Confidential, Ft. Belvoir, VA

Principal Systems Engineer

Responsibilities:

• Supported NGA Enterprise Cyber Security infrastructure by configuring and troubleshooting Web/Email Gateways, creating and maintaining firewall rule sets, and reporting on campus-wide health metrics.
• Served as Technical Lead of Email Security overseeing all email traffic for the enterprise utilizing McAfee Email Gateway appliances to block malicious emails and spam, investigating spear-phishing incidents, as well as supporting routing issues from external entities.
• Responsible for configuration, deployment, and maintenance of Tripwire Enterprise asset baseline monitoring tool to determine changes in infrastructure, aid in incidence response procedures, and briefed security compliancy against DISA standards and guidelines to upper management.
• Served as HBSS Administrator providing compliancy reports to management using VSE, HIPS, and DLP, as well as troubleshooting issues with agent to server communication in a virtualized Windows and Linux environment.
• Configured and maintained a collection of ePO servers from the ground up supporting an HBSS infrastructure of over 5000 nodes, including tuning HIPS policies and trusted applications, and responsible for overseeing patch upgrades.
• Built out and configured a SourceFire IDS box to include setting up IDS alerts, writing custom rules and policies, and monitoring for suspicious traffic per incidence response procedures.
• Deployed and configured multiple security contexts (zones) for virtual routes using Cisco ASAs to support NGA missions to segregate entities based on policy.
• Interfaced with Perimeter Defense and NGA CERT teams while participating in Cybersecurity Integrated Product Team (IPT) and Controlled Interface Policy Board (CIPB) Meetings to resolve time-sensitive issues in support of the mission.

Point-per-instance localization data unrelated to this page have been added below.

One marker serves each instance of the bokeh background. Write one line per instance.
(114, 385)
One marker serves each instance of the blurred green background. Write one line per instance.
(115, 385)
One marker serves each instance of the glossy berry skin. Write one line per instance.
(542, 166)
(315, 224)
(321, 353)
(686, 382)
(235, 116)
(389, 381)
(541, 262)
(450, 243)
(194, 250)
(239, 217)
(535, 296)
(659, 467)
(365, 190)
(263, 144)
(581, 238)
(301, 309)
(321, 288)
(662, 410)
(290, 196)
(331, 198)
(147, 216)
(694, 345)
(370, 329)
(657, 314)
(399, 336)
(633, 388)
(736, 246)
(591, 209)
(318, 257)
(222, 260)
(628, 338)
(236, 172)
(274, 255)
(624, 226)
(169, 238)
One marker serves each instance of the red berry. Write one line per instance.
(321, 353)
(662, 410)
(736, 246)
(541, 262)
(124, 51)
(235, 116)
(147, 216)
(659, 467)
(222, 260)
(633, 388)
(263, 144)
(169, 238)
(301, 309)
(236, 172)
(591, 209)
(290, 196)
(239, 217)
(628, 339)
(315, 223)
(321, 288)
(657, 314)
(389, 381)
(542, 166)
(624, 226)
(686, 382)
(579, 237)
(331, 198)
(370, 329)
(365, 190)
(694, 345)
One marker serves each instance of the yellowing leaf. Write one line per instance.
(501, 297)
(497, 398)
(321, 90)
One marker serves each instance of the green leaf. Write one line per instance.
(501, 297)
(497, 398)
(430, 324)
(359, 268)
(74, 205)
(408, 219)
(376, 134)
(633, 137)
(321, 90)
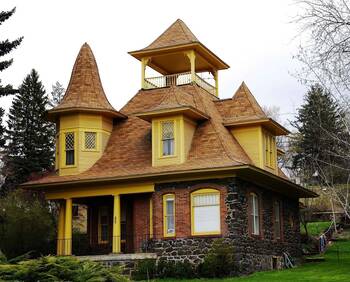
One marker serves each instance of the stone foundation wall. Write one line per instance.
(252, 254)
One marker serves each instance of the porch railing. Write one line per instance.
(177, 80)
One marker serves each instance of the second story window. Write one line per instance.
(169, 215)
(69, 148)
(167, 138)
(90, 140)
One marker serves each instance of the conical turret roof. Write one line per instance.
(85, 91)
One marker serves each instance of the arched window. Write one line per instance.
(254, 214)
(169, 215)
(277, 219)
(205, 212)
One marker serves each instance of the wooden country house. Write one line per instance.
(176, 167)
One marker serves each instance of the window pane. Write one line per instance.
(90, 140)
(70, 157)
(206, 219)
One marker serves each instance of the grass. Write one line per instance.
(315, 228)
(336, 267)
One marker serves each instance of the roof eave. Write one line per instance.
(187, 111)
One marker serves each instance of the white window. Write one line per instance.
(90, 140)
(167, 138)
(206, 212)
(169, 214)
(277, 219)
(69, 148)
(254, 214)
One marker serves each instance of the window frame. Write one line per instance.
(166, 197)
(105, 208)
(205, 191)
(74, 149)
(251, 226)
(96, 149)
(161, 140)
(280, 222)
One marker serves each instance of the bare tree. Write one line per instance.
(325, 56)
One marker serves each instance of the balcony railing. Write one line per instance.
(176, 80)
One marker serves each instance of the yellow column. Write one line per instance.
(144, 62)
(216, 77)
(192, 57)
(116, 224)
(151, 218)
(60, 231)
(68, 228)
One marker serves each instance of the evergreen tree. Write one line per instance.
(320, 143)
(6, 46)
(30, 138)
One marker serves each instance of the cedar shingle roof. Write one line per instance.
(129, 150)
(85, 91)
(241, 107)
(178, 33)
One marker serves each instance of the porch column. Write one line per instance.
(216, 77)
(60, 231)
(144, 62)
(68, 228)
(116, 224)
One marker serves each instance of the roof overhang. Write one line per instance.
(249, 173)
(52, 114)
(206, 60)
(187, 111)
(270, 124)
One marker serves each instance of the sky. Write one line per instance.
(256, 38)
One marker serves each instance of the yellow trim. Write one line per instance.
(92, 191)
(116, 248)
(68, 228)
(151, 217)
(204, 191)
(60, 227)
(165, 226)
(99, 231)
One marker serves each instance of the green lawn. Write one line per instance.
(329, 270)
(315, 228)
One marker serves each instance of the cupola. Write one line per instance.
(181, 59)
(84, 118)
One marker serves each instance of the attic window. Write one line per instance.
(168, 138)
(69, 146)
(90, 140)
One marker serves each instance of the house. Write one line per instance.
(176, 167)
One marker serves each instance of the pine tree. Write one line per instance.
(320, 142)
(30, 137)
(6, 46)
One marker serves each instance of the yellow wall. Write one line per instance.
(252, 139)
(183, 134)
(79, 124)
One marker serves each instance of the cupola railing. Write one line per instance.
(177, 80)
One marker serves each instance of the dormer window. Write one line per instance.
(90, 141)
(168, 138)
(69, 148)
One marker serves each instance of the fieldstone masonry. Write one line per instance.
(252, 254)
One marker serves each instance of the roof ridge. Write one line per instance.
(227, 151)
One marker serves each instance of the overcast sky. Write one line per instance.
(254, 37)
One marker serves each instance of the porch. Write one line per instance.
(106, 224)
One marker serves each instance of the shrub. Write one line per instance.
(219, 261)
(145, 269)
(26, 224)
(59, 269)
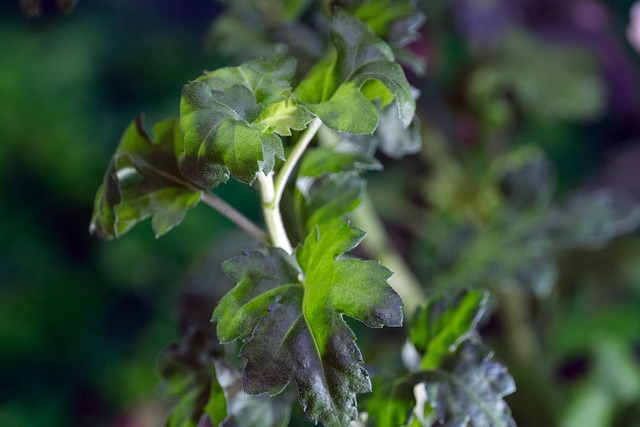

Confidential, Arlington, VA

Senior Security Engineer

Responsibilities:

• Served a dual-role as Lead Database Engineer and Insider Threat Analyst for the Department of State. The project involved all aspects of the life cycle from procuring hardware/software, setting up the environment and deploying an Insider Threat Detection tool, as well as administration of the back-end Oracle database.
• Major DBA responsibilities included performing backup and recovery procedures, performing database tuning and performance monitoring, and implementing and maintaining database security through patching and user/role administration.
• Conducted analysis of captured end-user, computer, communications, and security event data to determine security vulnerabilities, policy violations, and malicious behavior. These violations were then reported to special agents and counter-intelligence officers through the appropriate channels.
• Participated in a Red Team penetration test involving exploiting vulnerabilities in Oracle, MySQL, and Microsoft SQL Server database servers, Cisco switches/routers, and Blackberry Enterprise servers using various tools in Backtrack and the Metasploit framework.
• Performed server hardening on a Red Hat / Oracle server in order to secure the environment defined by the security baseline of the organization and DoD STIGs for Oracle 10g.
• Designed and implemented an internal Threat database detailing Spear Phishing attacks. This included creating a user-interface for analysts to enter in data more easily, creating queries and reports based on statistical analysis and presenting results to DoS and FBI counter-intelligence officers.